2. BHA Interrogatories
The Court will permit Plaintiffs to serve Interrogatories 1-3 and 5-7 on BHA Doc. 24-1). Regarding Interrogatory 2, “Company” shall refer to employees of Van Tuyl Group dba BHA but will not include employees of the Car Dealerships who allegedly called the Plaintiffs. The Court further finds that Interrogatory 4 is overbroad.
Interrogatory 4 states:
If you contend that the Plaintiffs provided consent to receive solicitation telephone calls, state all facts in support of that contention and identify the date(s) on which and the means by which you contend consent was obtained.

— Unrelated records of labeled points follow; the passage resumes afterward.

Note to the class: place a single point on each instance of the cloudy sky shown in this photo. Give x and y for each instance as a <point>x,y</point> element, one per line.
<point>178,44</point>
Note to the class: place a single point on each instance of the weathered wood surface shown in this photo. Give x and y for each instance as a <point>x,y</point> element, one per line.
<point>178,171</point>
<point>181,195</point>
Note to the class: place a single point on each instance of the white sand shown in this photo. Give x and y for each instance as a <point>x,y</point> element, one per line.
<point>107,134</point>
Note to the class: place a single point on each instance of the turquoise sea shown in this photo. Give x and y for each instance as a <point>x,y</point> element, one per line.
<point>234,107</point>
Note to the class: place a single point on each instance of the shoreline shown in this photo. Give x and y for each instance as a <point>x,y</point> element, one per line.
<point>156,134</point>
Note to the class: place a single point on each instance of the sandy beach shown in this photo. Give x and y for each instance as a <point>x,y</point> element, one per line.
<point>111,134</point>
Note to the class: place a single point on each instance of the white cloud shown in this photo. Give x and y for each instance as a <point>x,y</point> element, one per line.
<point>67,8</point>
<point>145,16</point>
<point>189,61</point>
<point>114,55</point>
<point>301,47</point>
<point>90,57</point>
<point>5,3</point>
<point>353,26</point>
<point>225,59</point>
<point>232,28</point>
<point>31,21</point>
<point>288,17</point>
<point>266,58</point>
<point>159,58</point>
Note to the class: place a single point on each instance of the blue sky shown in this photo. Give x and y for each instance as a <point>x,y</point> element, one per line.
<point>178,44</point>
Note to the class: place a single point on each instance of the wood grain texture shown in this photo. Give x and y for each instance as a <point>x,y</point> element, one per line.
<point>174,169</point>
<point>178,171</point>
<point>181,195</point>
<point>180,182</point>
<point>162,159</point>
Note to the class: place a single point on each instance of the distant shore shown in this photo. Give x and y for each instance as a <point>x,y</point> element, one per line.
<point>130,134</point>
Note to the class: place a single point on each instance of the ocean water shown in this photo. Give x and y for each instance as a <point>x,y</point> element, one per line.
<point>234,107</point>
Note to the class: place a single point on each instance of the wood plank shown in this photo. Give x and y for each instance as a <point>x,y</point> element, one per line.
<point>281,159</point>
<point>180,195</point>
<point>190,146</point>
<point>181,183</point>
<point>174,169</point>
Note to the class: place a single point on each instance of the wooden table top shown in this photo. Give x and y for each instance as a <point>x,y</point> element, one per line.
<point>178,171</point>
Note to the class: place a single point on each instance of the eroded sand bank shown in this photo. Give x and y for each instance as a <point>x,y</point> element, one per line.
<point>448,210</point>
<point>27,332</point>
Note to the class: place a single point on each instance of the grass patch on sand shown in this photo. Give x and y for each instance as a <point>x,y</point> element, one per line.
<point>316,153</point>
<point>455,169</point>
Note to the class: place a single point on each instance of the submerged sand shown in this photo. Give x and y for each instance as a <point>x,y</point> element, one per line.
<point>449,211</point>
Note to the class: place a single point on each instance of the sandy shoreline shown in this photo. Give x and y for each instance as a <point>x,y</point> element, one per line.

(Doc. 24-1 at 9.) This Interrogatory is premature and unrelated to whether Defendant directed or encouraged the Car Dealerships to engage in telemarketing.
3. BHA Requests for Production
The Court will allow Plaintiffs to serve Requests 1-3 and 6-11. However, Requests 4-5 and 12 are overbroad and outside of the scope of jurisdictional discovery. Request 4 states:
All documents relating to the failure, alleged failure, or possible failure by any automobile dealership(s) that contacted the Plaintiffs to comply with any agreements, contracts, statements of work, policies or other instruction(s) related to telemarketing.

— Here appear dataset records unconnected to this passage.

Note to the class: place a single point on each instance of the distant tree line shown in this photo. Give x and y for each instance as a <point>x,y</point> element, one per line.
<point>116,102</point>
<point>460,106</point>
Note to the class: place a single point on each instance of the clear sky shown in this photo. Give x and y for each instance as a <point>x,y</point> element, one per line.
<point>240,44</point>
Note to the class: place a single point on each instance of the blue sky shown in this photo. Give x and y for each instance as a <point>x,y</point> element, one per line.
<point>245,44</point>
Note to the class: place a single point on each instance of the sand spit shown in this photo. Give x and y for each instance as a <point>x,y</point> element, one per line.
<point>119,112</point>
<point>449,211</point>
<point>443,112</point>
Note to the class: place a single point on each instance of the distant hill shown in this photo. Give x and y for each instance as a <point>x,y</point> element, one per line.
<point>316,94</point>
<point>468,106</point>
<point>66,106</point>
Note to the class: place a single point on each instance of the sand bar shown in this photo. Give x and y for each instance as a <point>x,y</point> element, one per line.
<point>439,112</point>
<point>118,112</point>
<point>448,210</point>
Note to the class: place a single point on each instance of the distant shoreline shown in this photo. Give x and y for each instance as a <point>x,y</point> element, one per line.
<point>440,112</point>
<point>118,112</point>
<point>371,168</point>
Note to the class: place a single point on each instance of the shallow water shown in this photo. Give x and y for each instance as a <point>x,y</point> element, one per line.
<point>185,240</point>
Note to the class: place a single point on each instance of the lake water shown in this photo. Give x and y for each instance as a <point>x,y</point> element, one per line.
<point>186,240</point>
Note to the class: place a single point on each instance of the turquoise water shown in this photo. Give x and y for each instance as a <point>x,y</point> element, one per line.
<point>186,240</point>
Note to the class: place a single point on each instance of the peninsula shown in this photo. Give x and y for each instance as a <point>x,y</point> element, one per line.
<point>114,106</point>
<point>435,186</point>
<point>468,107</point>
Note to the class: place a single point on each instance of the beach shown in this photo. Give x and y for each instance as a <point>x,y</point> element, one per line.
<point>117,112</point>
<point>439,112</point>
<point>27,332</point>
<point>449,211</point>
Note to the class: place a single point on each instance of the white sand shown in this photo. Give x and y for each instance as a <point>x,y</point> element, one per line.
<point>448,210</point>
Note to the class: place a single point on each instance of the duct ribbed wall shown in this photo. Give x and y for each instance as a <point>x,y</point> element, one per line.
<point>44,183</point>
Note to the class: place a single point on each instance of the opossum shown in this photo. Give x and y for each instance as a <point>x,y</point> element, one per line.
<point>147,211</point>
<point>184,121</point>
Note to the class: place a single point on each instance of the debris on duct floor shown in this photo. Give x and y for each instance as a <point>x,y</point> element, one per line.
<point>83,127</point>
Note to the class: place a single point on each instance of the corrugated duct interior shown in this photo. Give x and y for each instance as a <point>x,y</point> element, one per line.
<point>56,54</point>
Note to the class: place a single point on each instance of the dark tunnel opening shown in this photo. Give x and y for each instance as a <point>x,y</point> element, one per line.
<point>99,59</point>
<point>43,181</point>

(Doc. 24-1 at 10.) This Request does not seek evidence to support allegations regarding Defendant's direction or encouragement of the Car Dealerships' telemarketing campaign. Plaintiffs chose not to sue the Car Dealerships and may not use jurisdictional discovery to obtain such information.
Request 5 asks for:
All documents relating to complaints concerning telemarketing, including, but not limited to, lists or databases containing complaints and metadata about them, and information identifying the complainants. This request includes any complaints to you by mail, email, live call, IVR, SMS, web form, social media, FCC, FTC, CFPB, state attorney general, BBB or any other source.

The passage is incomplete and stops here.